Лошадь Маши была велика и очень красива, и отлично выезжена по-манежному; но она точно была уже немолода, и глаза ее были немного испорчены. Маша ее очень любила, потому что Бэла умела даже играть как-то правильно, красиво и покойно, а галопом ходила отлично. Маша хотела перескочить через канавку, Бэла споткнулась, и все успели только с ужасом увидеть, как огромная лошадь всей тяжестью перевалилась как-то через Машу.
Руднев осмотрел «барышню» и расспросил ее; Маша божилась, что ей нигде не больно и что она просит «только оставить ее в покое». Послали гонца за коляскою, усадили туда больную и с нею молодого и смущенного доктора.
– Тебе не больно? Тебе не больно нигде? – спрашивала мать. – Послушай, ты, как почувствуешь, сейчас скажи… А? Скажешь?
– Скажу, мама, скажу… Ты ступай себе…
– Нет, ты, Маша, хорошенько подумай, где тебе больно… и скажи…
– Уж как будет больно, так и без думы услышит, – заметил предводитель. – Трогайтесь, что ли… Лучше на место скорей…
– Нет, вы ступайте, а я около нее останусь, – отвечала мать.
Но Маша и слышать этого не хотела и сказала: если к ней будут приставать, так она заплачет.
Катерина Николаевна сказала, что до той рощи, где был назначен первый привал, ехать нельзя, а надо будет остановиться в большом селе; до него оставалось еще верст пять или шесть, и поезд тронулся.

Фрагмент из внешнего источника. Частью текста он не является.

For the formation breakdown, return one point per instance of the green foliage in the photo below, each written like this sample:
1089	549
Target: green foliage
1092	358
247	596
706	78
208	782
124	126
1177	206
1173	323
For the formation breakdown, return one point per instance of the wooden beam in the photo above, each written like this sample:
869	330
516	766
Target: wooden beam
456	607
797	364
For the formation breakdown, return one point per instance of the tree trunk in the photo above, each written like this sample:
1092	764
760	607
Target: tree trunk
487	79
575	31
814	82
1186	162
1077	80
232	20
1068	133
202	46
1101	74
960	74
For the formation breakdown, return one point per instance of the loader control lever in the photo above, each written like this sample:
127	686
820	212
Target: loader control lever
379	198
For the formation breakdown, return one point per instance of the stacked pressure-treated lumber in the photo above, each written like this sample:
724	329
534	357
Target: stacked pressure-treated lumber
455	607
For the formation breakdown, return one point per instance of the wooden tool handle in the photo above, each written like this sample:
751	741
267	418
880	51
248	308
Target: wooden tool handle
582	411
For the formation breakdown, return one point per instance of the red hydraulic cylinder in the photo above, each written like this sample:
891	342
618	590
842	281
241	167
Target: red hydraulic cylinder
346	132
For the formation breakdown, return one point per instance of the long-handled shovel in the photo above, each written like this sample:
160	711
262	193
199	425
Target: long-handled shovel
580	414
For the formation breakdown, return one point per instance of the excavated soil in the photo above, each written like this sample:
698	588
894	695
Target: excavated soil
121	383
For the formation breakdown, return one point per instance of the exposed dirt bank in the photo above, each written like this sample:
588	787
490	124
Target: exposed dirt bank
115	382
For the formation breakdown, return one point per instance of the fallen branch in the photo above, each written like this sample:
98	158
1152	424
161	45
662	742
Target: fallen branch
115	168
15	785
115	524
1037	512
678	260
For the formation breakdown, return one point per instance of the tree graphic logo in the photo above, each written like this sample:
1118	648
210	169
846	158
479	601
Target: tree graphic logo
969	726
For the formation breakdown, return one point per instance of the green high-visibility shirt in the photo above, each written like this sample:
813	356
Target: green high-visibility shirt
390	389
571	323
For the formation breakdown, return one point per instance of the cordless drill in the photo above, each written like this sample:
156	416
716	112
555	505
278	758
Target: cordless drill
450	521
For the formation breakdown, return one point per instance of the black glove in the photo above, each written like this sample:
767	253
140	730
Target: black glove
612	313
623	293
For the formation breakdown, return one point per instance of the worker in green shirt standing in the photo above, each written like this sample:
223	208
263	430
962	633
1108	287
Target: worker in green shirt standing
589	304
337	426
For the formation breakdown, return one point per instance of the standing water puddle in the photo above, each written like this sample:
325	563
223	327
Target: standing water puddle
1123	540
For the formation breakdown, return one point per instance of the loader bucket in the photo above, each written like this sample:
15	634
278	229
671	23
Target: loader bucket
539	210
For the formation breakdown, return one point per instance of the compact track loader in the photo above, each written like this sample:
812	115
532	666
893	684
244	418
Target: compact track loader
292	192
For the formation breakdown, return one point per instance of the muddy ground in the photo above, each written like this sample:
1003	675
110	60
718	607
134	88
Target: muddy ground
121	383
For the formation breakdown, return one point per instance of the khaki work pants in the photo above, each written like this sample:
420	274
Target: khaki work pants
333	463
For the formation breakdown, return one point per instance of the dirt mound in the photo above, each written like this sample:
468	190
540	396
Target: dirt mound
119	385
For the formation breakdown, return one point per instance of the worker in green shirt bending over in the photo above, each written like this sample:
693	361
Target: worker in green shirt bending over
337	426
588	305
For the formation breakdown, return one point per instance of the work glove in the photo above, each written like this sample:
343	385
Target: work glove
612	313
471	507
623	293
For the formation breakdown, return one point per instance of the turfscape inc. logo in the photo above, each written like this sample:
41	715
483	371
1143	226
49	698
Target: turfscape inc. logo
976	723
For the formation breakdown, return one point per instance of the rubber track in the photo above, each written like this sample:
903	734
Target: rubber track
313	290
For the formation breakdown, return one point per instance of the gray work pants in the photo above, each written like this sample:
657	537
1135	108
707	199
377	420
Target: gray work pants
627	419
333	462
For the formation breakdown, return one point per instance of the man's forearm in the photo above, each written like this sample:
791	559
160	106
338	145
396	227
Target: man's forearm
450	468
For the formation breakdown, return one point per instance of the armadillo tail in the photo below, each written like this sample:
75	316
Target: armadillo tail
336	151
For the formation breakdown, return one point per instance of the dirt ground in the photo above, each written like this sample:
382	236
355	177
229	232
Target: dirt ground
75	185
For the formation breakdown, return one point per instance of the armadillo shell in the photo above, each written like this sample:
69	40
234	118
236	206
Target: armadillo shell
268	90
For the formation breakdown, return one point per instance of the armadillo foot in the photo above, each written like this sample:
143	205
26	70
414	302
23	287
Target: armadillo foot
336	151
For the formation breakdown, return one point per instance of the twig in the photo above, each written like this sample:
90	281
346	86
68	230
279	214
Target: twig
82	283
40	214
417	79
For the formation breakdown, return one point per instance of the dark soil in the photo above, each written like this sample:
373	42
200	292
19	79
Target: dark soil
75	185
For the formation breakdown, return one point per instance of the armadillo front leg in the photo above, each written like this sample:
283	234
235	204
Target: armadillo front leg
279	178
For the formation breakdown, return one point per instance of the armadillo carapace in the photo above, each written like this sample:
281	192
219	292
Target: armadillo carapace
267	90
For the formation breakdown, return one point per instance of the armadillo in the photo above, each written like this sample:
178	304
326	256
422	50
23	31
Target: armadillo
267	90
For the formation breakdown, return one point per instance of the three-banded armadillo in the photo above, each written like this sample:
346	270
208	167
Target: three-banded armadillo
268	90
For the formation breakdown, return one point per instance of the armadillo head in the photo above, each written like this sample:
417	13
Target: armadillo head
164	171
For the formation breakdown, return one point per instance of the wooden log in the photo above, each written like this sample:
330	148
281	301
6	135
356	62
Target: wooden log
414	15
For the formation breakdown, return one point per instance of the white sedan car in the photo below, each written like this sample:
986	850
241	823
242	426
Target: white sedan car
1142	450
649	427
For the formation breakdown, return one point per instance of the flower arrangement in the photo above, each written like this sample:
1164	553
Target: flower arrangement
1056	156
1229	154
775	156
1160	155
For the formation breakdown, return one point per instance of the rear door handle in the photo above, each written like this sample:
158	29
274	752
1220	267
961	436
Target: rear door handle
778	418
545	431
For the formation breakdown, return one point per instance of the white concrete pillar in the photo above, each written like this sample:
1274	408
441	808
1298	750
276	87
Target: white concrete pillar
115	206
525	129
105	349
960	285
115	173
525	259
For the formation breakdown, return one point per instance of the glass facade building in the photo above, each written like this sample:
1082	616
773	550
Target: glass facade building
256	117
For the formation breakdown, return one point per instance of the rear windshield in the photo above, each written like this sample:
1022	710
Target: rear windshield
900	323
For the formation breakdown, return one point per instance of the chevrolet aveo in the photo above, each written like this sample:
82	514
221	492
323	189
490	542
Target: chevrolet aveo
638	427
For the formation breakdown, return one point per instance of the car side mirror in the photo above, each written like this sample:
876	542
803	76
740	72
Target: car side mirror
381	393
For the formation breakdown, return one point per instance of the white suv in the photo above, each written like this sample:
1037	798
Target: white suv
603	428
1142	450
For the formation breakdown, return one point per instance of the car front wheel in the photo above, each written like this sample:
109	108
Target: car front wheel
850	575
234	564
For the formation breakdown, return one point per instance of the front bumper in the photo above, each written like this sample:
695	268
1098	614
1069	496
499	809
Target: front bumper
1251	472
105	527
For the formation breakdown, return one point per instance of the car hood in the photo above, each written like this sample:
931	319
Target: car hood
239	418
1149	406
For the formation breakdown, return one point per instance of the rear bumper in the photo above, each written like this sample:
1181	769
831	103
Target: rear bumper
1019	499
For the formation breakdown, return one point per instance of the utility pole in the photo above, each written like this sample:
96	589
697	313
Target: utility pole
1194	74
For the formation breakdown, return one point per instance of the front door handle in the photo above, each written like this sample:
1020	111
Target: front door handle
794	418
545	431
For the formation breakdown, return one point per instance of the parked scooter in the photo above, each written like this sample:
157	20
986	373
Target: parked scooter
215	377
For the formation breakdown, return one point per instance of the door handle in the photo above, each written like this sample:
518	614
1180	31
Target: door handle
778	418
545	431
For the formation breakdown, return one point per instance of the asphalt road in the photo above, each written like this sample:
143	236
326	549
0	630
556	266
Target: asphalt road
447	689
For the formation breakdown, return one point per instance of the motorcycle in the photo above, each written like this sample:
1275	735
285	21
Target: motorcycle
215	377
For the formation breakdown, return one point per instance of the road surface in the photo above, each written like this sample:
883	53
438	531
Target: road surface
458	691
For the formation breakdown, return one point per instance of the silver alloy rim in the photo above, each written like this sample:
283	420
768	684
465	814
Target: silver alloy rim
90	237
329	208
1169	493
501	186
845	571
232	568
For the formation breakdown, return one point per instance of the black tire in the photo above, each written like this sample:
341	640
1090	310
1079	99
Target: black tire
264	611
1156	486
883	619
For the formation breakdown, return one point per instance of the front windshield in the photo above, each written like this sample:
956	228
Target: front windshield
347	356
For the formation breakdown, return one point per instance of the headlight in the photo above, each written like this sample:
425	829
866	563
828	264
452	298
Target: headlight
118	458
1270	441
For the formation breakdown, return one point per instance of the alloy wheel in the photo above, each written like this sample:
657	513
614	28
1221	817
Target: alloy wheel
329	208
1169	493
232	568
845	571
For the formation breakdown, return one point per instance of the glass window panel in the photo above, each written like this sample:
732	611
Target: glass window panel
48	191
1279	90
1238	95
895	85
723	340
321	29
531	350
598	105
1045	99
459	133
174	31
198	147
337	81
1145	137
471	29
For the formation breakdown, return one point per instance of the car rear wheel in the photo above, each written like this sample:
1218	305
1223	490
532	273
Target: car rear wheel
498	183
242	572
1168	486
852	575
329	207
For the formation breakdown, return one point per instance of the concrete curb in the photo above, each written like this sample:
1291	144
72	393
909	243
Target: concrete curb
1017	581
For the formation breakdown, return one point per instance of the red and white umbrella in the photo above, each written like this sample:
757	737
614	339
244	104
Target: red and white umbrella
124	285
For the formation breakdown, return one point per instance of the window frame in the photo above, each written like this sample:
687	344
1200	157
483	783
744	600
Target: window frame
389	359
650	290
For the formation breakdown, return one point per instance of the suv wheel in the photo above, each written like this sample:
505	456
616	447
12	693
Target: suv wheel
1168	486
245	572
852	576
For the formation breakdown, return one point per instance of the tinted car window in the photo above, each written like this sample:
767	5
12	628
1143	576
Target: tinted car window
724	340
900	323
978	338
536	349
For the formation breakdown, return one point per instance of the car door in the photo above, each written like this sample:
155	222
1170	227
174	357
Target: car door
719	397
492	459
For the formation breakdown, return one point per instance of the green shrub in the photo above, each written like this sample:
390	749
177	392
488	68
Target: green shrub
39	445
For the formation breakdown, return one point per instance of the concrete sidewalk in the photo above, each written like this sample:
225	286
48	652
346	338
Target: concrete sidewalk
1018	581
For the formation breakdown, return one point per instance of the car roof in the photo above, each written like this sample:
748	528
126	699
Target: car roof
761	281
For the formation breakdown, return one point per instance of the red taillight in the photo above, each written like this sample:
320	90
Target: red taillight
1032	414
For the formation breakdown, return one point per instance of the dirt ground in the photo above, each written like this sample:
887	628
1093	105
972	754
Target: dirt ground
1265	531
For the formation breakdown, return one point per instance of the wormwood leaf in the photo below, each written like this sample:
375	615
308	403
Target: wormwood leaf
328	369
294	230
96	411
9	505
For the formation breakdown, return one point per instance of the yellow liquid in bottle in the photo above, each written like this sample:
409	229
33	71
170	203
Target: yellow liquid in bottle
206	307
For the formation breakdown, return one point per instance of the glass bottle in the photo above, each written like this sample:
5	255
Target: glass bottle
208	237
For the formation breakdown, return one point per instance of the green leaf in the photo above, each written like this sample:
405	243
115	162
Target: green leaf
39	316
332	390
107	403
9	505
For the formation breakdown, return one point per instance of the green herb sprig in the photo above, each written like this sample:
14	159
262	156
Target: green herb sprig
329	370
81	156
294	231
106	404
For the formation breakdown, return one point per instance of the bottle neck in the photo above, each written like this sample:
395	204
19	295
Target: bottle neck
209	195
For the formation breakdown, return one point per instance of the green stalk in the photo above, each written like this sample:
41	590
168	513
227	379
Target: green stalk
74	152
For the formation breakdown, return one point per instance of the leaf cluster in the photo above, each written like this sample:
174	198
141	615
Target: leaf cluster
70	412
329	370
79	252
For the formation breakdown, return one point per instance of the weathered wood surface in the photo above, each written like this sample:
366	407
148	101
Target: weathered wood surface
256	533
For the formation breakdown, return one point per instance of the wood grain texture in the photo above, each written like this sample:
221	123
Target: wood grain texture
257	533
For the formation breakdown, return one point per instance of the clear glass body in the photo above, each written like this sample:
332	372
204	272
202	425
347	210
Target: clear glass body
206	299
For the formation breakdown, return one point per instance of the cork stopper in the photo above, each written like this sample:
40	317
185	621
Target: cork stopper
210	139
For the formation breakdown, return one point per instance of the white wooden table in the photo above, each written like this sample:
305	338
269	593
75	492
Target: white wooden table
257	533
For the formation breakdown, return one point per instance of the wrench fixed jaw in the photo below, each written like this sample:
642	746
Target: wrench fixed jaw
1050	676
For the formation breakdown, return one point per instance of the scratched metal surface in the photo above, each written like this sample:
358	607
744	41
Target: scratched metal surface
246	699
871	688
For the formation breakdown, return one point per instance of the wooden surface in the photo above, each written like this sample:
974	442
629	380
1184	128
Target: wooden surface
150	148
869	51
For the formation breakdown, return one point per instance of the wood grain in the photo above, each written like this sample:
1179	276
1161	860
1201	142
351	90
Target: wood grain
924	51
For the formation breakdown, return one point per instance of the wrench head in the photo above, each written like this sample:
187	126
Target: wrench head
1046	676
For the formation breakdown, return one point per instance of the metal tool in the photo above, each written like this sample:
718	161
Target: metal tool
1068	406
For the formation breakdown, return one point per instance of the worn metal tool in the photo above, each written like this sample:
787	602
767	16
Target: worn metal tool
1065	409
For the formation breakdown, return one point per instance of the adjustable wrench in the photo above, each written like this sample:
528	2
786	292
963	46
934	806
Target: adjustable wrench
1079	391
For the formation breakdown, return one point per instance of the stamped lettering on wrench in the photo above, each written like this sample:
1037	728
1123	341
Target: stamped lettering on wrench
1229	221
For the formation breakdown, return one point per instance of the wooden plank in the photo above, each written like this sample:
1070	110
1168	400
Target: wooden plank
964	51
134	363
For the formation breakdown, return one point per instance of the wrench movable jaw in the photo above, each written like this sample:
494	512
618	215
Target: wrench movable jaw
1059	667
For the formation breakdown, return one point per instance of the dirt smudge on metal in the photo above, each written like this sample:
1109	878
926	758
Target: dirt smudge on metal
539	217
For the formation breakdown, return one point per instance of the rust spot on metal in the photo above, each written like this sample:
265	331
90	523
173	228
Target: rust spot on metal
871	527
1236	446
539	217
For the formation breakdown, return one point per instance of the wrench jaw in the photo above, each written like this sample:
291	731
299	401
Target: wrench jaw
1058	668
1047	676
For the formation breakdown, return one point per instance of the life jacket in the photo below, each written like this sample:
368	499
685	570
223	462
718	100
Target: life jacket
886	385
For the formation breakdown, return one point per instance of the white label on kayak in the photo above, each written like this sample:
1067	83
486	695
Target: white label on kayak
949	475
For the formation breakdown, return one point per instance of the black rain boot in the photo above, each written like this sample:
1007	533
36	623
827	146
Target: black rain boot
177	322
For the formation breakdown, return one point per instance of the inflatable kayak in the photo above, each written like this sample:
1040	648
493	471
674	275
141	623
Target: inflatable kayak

Сначала доктор молча и сбоку поглядывал на свою милую и бледную соседку; потом решился спросить у нее: – Что вы чувствуете?
– Теперь что-то рука стала сильнее болеть… А больше ничего.
Ее молчание и бледность пугали его; несмотря на все успокоения, которые могла доставить ему физиология – сердце все спрашивало… «Ну, если что-нибудь не так? Ну, а если! Такая нежная!.. и вдруг такая лошадь!..» – Нет, вам ничего теперь… – угрюмо твердил он.
– Какой вы смешной, Василий Владимiрыч; совсем на доктора не похожи… такой молодой… – отвечала Маша и, улыбнувшись, начала его рассматривать прямо в лицо, кусая ногти…
– Все доктора сначала бывают молодые; а вы все старых знаете… Вас не отучают от этой привычки кусать пальцы? – прибавил он не без искусственной строгости…
– Мама обещает квасцами или чем-нибудь еще хуже намазать руки… А Вася Милькеев бьет линейкой, когда нет мамки тут. При ней не смеет.
– А что же она ему?
– Мамка сейчас: point de violence! Это у нее такая фраза всегда. Ах мамка, мамка!.. Где-то она едет?..
– Вот она близко, вот мама… вот она… смотрите… вам ворочаться не больно?
– Что это – все вздор! Мы с Васей Милькеевым вдвоем ездили на прошлой неделе в лес, так я распустила подпругу, а после дурно подтянула; а Вася не заметил, я и упала вниз головой, только в песок – не ушиблась. Вот они, вот они, все стоят под горой, ждут нас. Василий Владимiрыч, вот Вася, вот мама, вот Nelly.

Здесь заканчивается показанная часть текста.